This was the question asked by a head hunter as we were exploring a position she was trying to fill in for her client. I took a pause, thought about it and said “Yeah, sure”. And that conversation thread stopped there while we moved onto other aspects of the job description.

This is an attempt to discuss this topic in more details. There are two broad types of roles:

a. Individual contributor- When you do not have a team reporting to you and you must do/drive things on your own

b. Team management- you have certain people who report to you. You are responsible for their work- allocation, review, improvements, etc.

One might argue that having this black and white approach to essentially classify every role in the industry might not be good idea.

Origin of this classification, I could assume will be from manufacturing industries- a worker will mind his/her own business and the supervisor will mind the workers.

But is it ok to extrapolate this to our knowledge/ service economy?

This forms the basic premise and reason for this piece- to ignite discussions and debates on this often neglected and having a very simplistic view while hiring or designing the organization. And also understand from you- where do you fall? You see this relevant question in your day to day work life?

Individual Contributor

A Product manager is typically classified as an Individual contributor role. One of my friends who works with a large eCommerce company tries to explain this by saying “You will need to exercise influence over multiple stakeholders without having authority to do so”.

Interesting choice of words- Influence & Authority. Over who? Teams.

Day 1 of my new job — My CEO said “Though it is an individual contributor role, you have to manage everything on your own. We won’t be able to help you. We have 6 vendor teams. You need to weave magical thread and keep all of them in same line. They won’t report to you. But you will have to manage and build their capabilities and ensure successful deliveries”. Phew!

Where am I? Drive a team of 100 people but you are an individual contributor role…

Another myth, individual contributors are aloof, introvert, socially-awkward people who because of their social skills or lack thereof are doing their work in isolation. I agree not.

Most of individual contributor roles, I have seen are natural consensus builders who know how to navigate across teams spanning multiple geographies and move everyone towards a common goal.

The world does not function in silos. Neither does the IC role. There are human interactions, influencing, pushing, cajoling, fights…Short of deciding the salary of the person you are working with*, rest every dynamic is same as of team management.

*if your organization believes in 360 degree feedback, there goes this perk as well.

Team Manager

For team management roles, it no longer be measurable by aggregating output from your team members.
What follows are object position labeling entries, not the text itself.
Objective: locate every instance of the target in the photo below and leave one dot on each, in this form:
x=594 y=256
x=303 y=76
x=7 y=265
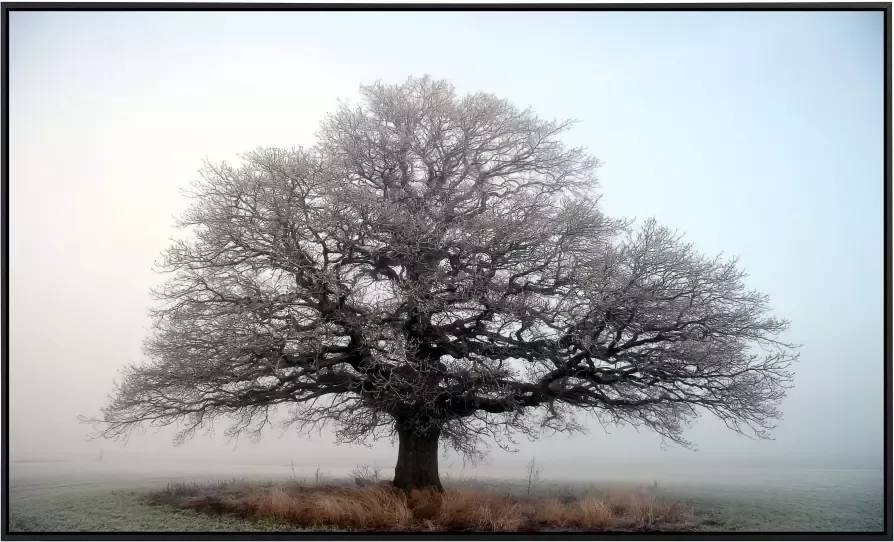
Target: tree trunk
x=417 y=461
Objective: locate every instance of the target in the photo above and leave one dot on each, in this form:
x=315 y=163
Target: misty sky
x=756 y=134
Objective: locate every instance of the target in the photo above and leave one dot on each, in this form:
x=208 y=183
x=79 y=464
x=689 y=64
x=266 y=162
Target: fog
x=756 y=134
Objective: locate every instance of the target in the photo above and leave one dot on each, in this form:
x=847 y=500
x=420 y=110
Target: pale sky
x=756 y=134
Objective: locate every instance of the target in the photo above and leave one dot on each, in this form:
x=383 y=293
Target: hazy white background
x=758 y=134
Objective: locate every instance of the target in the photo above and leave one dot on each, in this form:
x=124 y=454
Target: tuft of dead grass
x=384 y=508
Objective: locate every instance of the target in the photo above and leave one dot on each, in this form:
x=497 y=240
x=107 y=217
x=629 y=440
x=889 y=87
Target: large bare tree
x=436 y=269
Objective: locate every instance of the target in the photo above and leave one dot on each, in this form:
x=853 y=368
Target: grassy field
x=45 y=498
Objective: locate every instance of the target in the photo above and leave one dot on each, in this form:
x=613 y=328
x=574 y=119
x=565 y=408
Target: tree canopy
x=437 y=267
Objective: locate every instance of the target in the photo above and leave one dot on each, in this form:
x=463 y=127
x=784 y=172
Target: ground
x=45 y=498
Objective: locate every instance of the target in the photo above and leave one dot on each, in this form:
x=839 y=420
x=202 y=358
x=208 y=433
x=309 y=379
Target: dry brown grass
x=387 y=509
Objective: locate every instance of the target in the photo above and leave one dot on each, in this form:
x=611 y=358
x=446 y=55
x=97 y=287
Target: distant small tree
x=436 y=269
x=533 y=474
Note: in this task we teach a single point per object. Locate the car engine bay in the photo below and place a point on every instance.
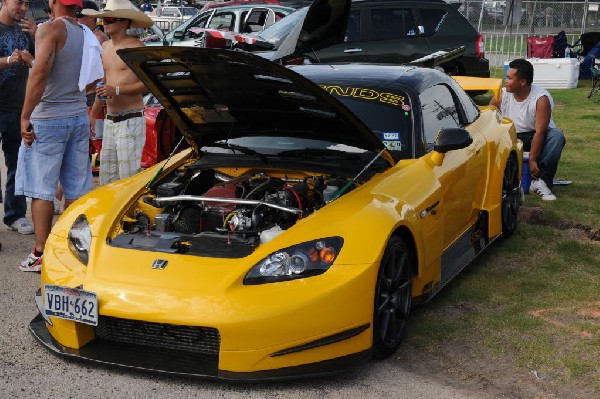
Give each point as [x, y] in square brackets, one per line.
[210, 213]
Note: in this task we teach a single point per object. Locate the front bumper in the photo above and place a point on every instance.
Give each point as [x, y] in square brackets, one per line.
[173, 361]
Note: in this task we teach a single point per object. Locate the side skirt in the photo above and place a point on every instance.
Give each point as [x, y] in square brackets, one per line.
[462, 253]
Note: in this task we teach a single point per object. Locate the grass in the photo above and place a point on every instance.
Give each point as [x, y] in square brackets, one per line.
[535, 297]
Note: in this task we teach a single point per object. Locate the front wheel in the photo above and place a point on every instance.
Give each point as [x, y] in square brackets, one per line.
[393, 296]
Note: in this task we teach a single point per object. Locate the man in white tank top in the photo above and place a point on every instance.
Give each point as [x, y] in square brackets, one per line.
[530, 107]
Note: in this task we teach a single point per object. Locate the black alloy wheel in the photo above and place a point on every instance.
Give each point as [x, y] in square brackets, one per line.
[511, 196]
[393, 296]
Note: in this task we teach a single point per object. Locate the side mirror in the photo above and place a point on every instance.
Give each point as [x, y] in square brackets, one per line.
[452, 139]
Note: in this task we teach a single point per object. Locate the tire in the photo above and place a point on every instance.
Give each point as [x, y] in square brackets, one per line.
[511, 196]
[393, 298]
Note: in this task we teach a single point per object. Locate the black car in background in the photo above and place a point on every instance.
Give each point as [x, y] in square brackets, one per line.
[380, 31]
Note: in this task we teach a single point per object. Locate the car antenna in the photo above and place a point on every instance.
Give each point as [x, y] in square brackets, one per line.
[350, 182]
[151, 182]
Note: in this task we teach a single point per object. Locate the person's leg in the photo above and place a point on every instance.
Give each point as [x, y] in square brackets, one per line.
[37, 177]
[130, 139]
[550, 156]
[42, 212]
[76, 171]
[15, 206]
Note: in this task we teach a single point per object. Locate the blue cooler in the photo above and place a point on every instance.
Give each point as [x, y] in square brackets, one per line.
[526, 174]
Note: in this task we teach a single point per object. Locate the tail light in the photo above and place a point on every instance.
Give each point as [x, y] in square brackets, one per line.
[294, 61]
[480, 47]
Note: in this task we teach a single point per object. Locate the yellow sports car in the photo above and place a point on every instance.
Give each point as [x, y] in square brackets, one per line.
[315, 206]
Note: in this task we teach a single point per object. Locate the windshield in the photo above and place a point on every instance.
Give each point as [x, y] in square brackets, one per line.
[275, 33]
[272, 145]
[387, 113]
[189, 11]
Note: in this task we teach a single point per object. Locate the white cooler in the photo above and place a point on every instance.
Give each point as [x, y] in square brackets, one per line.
[554, 73]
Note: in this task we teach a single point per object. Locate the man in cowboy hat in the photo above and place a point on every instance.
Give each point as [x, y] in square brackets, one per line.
[125, 125]
[54, 123]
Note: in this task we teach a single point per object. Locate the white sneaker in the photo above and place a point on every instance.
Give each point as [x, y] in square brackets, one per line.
[57, 206]
[539, 187]
[32, 263]
[22, 226]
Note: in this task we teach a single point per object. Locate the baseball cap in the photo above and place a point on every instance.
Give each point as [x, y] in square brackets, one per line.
[71, 3]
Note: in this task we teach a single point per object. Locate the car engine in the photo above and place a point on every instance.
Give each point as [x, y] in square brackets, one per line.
[211, 213]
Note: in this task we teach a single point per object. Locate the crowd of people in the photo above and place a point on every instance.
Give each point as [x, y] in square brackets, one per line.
[48, 82]
[45, 117]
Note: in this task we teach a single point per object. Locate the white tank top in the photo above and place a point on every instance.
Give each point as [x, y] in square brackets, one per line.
[523, 113]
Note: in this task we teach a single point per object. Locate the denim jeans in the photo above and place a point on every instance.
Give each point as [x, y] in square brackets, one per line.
[15, 206]
[550, 155]
[60, 152]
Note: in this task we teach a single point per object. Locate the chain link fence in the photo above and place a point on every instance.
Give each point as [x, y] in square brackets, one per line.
[506, 25]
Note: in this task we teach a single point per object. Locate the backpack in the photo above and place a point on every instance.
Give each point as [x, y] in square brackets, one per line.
[540, 47]
[560, 45]
[585, 68]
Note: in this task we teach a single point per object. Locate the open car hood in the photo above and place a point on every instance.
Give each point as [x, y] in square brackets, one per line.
[214, 94]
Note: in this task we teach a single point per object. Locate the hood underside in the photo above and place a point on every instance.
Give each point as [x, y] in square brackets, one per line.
[214, 95]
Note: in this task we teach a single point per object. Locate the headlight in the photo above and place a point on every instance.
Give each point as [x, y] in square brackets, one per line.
[300, 261]
[80, 238]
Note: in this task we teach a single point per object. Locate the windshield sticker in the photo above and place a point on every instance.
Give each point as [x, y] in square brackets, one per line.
[393, 145]
[365, 94]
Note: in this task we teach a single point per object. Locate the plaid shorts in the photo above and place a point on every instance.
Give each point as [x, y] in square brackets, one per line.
[122, 146]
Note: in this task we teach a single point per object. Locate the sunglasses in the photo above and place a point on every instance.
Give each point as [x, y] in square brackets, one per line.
[109, 20]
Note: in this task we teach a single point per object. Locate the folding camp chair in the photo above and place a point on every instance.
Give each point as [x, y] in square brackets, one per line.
[595, 91]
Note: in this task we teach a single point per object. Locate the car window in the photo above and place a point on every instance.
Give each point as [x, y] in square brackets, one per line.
[170, 12]
[392, 23]
[432, 20]
[276, 33]
[189, 11]
[386, 112]
[439, 111]
[225, 21]
[353, 29]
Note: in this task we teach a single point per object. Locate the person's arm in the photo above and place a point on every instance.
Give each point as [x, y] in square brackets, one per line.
[46, 41]
[496, 102]
[10, 60]
[543, 112]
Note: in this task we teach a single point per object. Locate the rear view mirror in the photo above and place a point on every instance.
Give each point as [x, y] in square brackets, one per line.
[452, 139]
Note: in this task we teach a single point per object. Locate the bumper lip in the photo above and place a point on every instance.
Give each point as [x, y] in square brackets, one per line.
[185, 364]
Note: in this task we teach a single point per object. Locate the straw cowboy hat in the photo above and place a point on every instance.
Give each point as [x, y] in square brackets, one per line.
[121, 9]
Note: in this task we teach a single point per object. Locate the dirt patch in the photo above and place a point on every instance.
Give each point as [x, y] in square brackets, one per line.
[469, 367]
[536, 215]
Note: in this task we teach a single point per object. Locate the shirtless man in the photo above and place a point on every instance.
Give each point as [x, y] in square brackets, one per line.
[125, 125]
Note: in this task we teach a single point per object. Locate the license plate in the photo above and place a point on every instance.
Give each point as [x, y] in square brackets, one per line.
[71, 304]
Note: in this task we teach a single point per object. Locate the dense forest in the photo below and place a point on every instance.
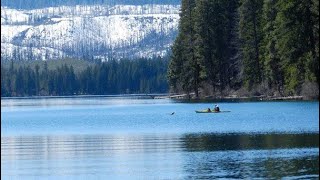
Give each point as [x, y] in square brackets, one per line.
[246, 47]
[111, 77]
[35, 4]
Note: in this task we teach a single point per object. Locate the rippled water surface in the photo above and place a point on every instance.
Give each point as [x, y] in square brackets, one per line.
[124, 138]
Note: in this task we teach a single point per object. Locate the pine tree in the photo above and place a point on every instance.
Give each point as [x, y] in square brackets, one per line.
[251, 35]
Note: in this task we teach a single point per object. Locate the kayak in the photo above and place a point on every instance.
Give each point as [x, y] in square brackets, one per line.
[206, 111]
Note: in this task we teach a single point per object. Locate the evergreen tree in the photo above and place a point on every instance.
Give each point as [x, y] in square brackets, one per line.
[251, 35]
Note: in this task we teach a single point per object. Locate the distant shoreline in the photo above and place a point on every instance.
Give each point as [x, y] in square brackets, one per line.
[183, 97]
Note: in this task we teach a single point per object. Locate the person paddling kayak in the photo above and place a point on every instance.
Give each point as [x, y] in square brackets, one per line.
[216, 108]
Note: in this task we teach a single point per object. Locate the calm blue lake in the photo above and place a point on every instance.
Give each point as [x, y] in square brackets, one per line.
[126, 138]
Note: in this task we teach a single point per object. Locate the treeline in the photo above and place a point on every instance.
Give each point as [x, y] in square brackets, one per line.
[268, 47]
[35, 4]
[111, 77]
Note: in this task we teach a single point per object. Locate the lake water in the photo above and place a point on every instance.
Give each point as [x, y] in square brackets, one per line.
[126, 138]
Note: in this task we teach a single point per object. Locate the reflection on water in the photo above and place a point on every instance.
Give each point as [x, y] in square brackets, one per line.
[189, 156]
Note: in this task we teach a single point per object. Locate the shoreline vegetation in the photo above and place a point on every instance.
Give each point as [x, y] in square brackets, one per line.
[247, 48]
[186, 97]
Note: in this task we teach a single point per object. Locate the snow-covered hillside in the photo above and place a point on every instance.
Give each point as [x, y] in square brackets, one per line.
[96, 31]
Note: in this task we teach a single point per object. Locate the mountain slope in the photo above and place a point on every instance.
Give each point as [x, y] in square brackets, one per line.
[95, 31]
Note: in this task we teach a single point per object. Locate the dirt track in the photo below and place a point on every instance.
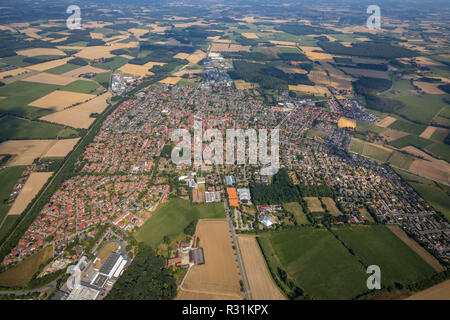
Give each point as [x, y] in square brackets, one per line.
[262, 287]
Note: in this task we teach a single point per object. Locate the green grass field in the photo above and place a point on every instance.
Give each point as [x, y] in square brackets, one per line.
[319, 263]
[18, 128]
[21, 274]
[81, 86]
[116, 63]
[437, 195]
[408, 127]
[19, 94]
[377, 245]
[440, 150]
[296, 209]
[173, 217]
[421, 108]
[63, 69]
[8, 177]
[401, 160]
[411, 140]
[103, 79]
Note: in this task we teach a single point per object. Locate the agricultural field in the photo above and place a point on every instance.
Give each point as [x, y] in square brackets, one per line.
[314, 204]
[260, 281]
[20, 94]
[218, 278]
[438, 292]
[171, 219]
[9, 177]
[296, 209]
[437, 195]
[377, 245]
[21, 274]
[25, 151]
[318, 263]
[59, 100]
[331, 206]
[31, 188]
[80, 115]
[19, 128]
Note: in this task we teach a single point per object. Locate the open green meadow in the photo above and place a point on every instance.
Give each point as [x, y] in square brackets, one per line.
[408, 126]
[377, 245]
[114, 64]
[62, 69]
[318, 263]
[296, 209]
[171, 219]
[19, 94]
[81, 86]
[18, 128]
[421, 108]
[21, 274]
[8, 177]
[436, 194]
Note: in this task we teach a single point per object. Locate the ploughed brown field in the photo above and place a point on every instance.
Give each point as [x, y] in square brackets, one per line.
[218, 278]
[262, 286]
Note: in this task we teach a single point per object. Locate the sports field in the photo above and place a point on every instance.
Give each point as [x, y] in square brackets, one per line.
[262, 286]
[173, 217]
[318, 263]
[218, 277]
[296, 209]
[377, 245]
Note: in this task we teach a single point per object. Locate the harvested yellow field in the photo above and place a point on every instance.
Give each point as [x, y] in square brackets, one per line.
[171, 80]
[41, 52]
[138, 33]
[181, 55]
[427, 62]
[346, 123]
[243, 85]
[13, 73]
[97, 52]
[386, 122]
[97, 35]
[262, 286]
[292, 70]
[49, 78]
[315, 90]
[250, 35]
[312, 54]
[79, 116]
[438, 170]
[230, 47]
[196, 57]
[440, 291]
[392, 134]
[104, 254]
[59, 100]
[218, 277]
[82, 70]
[428, 132]
[283, 43]
[31, 188]
[25, 151]
[136, 70]
[331, 206]
[424, 254]
[157, 29]
[49, 65]
[314, 204]
[430, 88]
[61, 148]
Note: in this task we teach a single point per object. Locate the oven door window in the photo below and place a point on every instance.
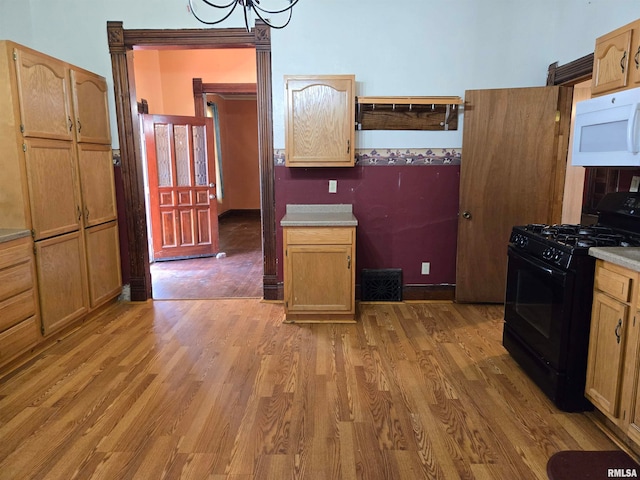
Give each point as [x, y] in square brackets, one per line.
[537, 306]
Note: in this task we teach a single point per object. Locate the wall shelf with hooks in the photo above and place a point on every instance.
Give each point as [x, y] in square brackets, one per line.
[407, 113]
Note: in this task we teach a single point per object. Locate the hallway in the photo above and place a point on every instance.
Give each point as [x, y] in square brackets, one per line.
[237, 275]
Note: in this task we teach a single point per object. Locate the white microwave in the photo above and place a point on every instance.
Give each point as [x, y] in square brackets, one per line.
[606, 131]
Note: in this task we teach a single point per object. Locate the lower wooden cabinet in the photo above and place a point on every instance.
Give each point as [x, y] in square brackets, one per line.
[19, 316]
[62, 281]
[613, 369]
[319, 274]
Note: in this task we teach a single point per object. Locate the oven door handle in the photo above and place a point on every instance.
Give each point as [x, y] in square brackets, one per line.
[553, 272]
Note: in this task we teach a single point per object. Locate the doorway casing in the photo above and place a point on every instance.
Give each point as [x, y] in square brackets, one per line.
[121, 45]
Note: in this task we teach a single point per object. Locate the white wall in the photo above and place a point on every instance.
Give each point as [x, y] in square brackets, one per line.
[410, 47]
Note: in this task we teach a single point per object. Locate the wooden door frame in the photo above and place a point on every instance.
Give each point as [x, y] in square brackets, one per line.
[121, 45]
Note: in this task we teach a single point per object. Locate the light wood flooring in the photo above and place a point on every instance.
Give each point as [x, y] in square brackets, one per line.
[223, 389]
[238, 274]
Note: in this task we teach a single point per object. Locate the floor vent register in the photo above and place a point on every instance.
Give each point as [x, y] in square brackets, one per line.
[381, 285]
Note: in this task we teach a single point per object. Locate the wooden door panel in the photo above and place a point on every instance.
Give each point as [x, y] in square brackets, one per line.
[90, 107]
[43, 92]
[97, 184]
[55, 206]
[605, 354]
[512, 173]
[183, 206]
[103, 262]
[61, 280]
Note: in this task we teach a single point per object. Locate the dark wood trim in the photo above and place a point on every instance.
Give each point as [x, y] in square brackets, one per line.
[570, 73]
[121, 44]
[201, 89]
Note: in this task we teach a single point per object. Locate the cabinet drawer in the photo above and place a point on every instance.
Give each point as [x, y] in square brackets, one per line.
[15, 280]
[18, 339]
[613, 283]
[319, 235]
[15, 309]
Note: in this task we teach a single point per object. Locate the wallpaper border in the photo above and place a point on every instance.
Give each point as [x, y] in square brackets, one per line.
[379, 157]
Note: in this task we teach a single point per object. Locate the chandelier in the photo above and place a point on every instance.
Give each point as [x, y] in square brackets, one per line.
[224, 11]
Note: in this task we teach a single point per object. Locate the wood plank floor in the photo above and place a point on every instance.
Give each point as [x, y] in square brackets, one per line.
[222, 389]
[238, 274]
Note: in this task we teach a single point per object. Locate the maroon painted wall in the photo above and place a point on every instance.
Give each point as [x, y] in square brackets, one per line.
[406, 214]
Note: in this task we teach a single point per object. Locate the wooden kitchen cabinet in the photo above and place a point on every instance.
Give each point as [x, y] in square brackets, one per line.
[62, 280]
[58, 180]
[90, 107]
[19, 314]
[613, 368]
[53, 194]
[96, 184]
[320, 120]
[103, 263]
[616, 62]
[319, 274]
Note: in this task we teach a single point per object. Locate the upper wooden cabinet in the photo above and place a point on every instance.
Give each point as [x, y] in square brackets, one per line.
[59, 101]
[43, 91]
[58, 181]
[320, 120]
[616, 62]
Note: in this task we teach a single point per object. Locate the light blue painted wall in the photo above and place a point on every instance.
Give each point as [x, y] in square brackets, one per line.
[410, 47]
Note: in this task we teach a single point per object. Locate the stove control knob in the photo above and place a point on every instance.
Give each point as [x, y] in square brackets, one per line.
[520, 240]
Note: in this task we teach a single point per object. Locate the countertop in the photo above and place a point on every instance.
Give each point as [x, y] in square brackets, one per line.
[628, 257]
[8, 234]
[333, 215]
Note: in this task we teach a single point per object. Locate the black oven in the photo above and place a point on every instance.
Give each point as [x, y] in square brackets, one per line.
[549, 293]
[547, 325]
[538, 299]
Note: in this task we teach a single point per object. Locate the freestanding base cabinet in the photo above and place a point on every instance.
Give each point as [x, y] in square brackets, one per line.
[319, 263]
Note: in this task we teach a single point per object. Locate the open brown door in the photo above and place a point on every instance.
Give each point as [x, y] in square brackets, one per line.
[514, 153]
[182, 194]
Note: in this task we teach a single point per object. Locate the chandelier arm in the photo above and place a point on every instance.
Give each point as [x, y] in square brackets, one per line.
[257, 7]
[271, 24]
[211, 4]
[234, 3]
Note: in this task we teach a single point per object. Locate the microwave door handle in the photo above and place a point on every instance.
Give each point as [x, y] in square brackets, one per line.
[633, 130]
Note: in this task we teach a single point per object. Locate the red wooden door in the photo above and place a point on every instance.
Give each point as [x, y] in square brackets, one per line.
[182, 193]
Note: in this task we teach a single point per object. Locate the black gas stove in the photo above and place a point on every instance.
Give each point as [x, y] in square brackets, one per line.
[549, 294]
[560, 244]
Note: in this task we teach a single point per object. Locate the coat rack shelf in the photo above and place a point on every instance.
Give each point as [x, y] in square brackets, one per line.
[407, 113]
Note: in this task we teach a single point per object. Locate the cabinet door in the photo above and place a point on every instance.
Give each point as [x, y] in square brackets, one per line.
[320, 121]
[61, 268]
[319, 278]
[53, 195]
[90, 107]
[604, 365]
[611, 61]
[97, 186]
[103, 263]
[43, 92]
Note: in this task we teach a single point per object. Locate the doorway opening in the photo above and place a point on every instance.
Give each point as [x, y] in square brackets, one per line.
[121, 45]
[202, 182]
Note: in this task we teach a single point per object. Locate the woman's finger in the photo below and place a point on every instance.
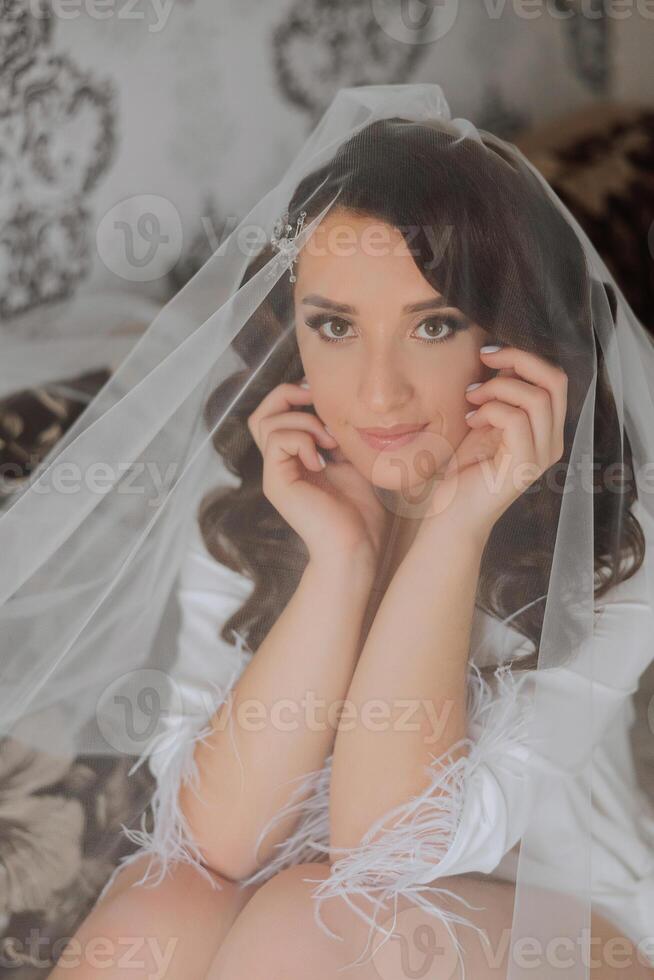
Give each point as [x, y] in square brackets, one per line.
[535, 401]
[281, 398]
[296, 420]
[515, 426]
[534, 368]
[284, 445]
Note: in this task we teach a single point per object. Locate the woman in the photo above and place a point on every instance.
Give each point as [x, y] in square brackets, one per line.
[440, 290]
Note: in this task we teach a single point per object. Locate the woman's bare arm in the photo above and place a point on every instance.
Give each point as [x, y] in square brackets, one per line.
[414, 665]
[311, 650]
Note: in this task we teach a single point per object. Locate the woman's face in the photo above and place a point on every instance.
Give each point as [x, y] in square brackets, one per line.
[405, 356]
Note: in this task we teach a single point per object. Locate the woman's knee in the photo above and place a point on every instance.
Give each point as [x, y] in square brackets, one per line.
[181, 918]
[275, 930]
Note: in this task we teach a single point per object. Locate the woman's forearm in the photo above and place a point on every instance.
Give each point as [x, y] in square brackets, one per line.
[279, 718]
[413, 664]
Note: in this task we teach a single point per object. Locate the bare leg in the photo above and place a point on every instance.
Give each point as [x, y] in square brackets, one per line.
[171, 930]
[276, 938]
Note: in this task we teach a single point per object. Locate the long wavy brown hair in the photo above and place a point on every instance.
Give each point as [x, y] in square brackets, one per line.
[507, 258]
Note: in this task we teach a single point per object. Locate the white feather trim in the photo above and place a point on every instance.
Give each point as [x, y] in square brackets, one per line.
[173, 749]
[404, 858]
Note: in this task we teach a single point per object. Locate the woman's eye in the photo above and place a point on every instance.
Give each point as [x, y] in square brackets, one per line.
[318, 324]
[438, 329]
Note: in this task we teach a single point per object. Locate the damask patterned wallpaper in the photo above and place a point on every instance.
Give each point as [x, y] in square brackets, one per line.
[135, 133]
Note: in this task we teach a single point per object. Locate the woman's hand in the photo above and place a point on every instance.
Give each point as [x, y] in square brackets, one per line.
[333, 508]
[516, 434]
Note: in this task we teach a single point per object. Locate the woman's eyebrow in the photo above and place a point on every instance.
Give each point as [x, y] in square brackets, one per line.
[313, 299]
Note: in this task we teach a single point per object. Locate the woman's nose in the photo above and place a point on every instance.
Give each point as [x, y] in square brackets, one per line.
[383, 386]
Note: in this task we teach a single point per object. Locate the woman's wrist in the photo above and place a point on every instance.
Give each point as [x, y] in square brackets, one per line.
[357, 567]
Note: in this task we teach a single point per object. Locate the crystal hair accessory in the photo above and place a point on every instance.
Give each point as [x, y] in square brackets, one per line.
[285, 244]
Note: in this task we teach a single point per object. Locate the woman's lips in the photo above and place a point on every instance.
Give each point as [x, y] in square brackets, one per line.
[389, 442]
If your 10-member team is making outbound calls, 100 each every day, you are not making 1000 calls. That cannot be the sole KPI. This breeds inefficiency and lack of accountability.

For my team leaders, I always ask them to think of projects/initiatives they will drive on their own and they will assume ownership and accountability.

I see most of 100% team management roles transitioning to be a lesser % of team management and more of semi/fully autonomous teams who are facilitated/guided by a team leader/manager who will have his/her own set of deliverables.

It might sound cruel to a few people. Isn’t it difficult to manage people- handle their tantrums, eccentricities and getting work out of them.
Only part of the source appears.